With my ~50 samples, 500 reads/sample at just 1 vCPU still doesn't work (with 94GB of available memory). I'm now trying with 100, but it is highly likely to be not enough, I assume. The rep-seqs.qza artifacts weigh at 484, 412, 376MB for 3000, 500, 100 reads/sample data.
The phylogeny diversity workflow runs the below two steps prior to the tree generation.
Could it be denoising/clustering issue from chimeras/singletons/rare features as were discussed several times in the forum? They seem to be a bit outdated and did not reach any clear consensus other than food for thought, unfortunately.
Have you tried applying the --p-parttree flag when running qiime phylogeny align-to-tree-mafft-fasttree ...?
What is the error rate of your Nanopore reads? Or how many ambiguous IUPAC bases (e.g. N, M, W, Y, R, ... are there for each of your sequences?

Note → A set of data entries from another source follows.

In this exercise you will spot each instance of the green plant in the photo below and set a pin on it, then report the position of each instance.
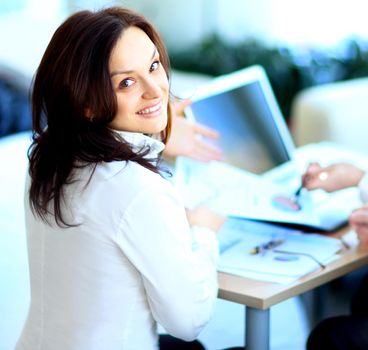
(288, 70)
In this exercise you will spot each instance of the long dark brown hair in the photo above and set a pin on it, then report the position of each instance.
(74, 77)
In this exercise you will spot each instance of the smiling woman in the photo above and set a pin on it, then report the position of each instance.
(111, 249)
(140, 82)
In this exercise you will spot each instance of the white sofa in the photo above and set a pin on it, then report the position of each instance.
(336, 112)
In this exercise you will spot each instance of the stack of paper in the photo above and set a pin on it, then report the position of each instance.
(299, 254)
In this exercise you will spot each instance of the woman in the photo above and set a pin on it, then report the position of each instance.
(111, 252)
(348, 332)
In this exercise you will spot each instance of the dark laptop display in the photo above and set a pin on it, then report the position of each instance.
(254, 136)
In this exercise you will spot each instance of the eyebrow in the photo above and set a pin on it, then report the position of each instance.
(117, 72)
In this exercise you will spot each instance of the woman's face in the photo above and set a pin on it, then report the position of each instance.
(140, 84)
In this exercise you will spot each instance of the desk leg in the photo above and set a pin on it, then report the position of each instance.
(257, 333)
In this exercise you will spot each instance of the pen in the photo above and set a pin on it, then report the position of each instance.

Having a moderate amount of ambiguous bases will often result in highly error-prone alignments. Which makes it quite difficult for phylogenetic inference. I suspect that the authors of the paper you linked were aware of this given:
Starting from pre-processed MinION reads, the ONTrack pipeline was applied to each sample consecutively and consisted of the following steps. First, VSEARCH v2.4.4_linux_x86_64 was used to cluster reads at 70% identity and only reads in the most abundant cluster were retained for subsequent analysis in order to remove contaminating sequences. Of those, 200 reads were randomly sampled using Seqtk sample...
@SoilRotifer Thank you for your comment, it gave me more insights to carry on with the troubleshooting. For mafft parameters, it mandates to use the parttree flag when the sequence count is more than 1 million, so I had to use it to try it in the first place. After days of looking into the problem, I feel more and more like that the error rates as you have mentioned and the pile of other quality control issues altogether might be the culprit. (Because HPC trial with 100 vCPUs and 300GB memory also failed to run)

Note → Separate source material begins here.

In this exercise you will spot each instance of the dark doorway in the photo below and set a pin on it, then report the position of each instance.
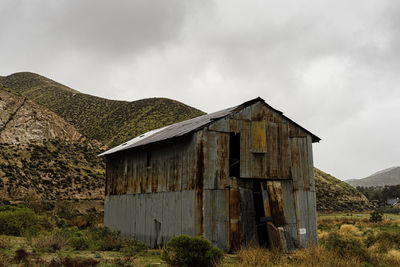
(260, 214)
(234, 155)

As I lack the knowledge to manually polish the reads at the moment, I'm looking into existing software options such as nanopolish, nanofilt, fastp and etc. The Perl script, remove_long_short.pl from the ONTrack looks fancy ("...removing reads shorter than mean - 2SD and longer than mean + 2SD"), but I don't have much of an understanding with the Perl language either; so I may as well try with simple filtration first, possibly cutting down on reads with length 1250 to 1750 bp, considering the 16S V1–V9 amplicon length (~1.5k bp).
So after some QC attempts, the computational burden seemingly decreased, but it is still much more burdensome compared to Illumina & Ion Torrent reads. Now I presume it is just natural, coming from the innate increase in read length and/or error rates of Nanopore reads. I will soon get my hands on some PacBio HiFi reads on the same gDNA samples, so I'll be able to compare the two long-read data in such perspective.

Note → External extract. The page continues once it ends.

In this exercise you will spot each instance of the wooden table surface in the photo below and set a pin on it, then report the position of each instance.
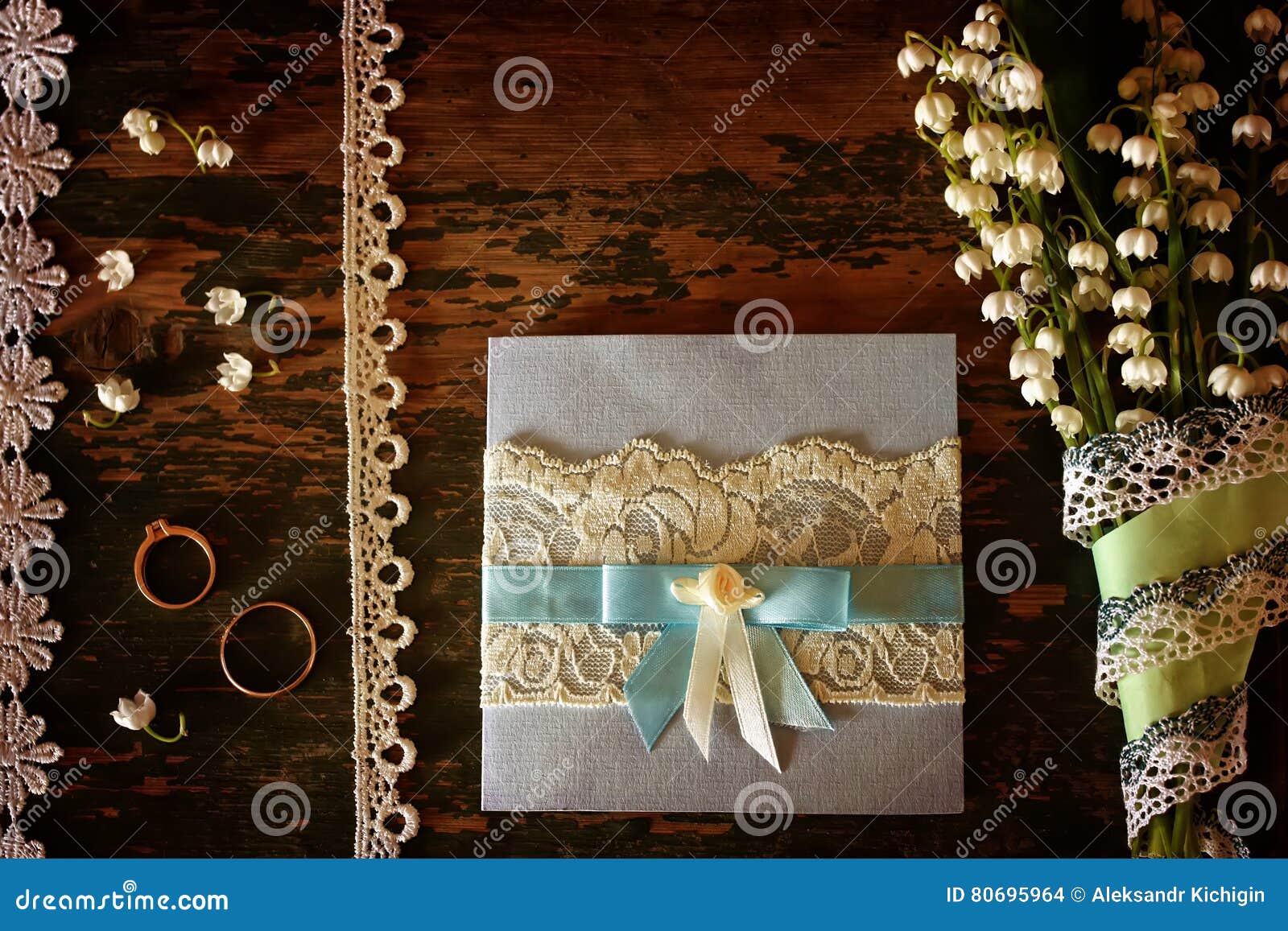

In the end, I had to subsample to 50k reads and 15k ONT reads for taxonomic and phylogenetic analysis, respectively, using the current workstation resources at my disposal (16C CPU, 96GB memory). The whole journey led my team to purchase a HPC server(128C CPU, 1TB memory); I'm looking forward to further long-read sequencing journey. I guess I will also have to test and incorporate other tools outside of QIIME2 ecosystem (e.g., kraken2, minimap2, MMseqs2), given the current experience.
@SoilRotifer Thank you again for your valuable insight!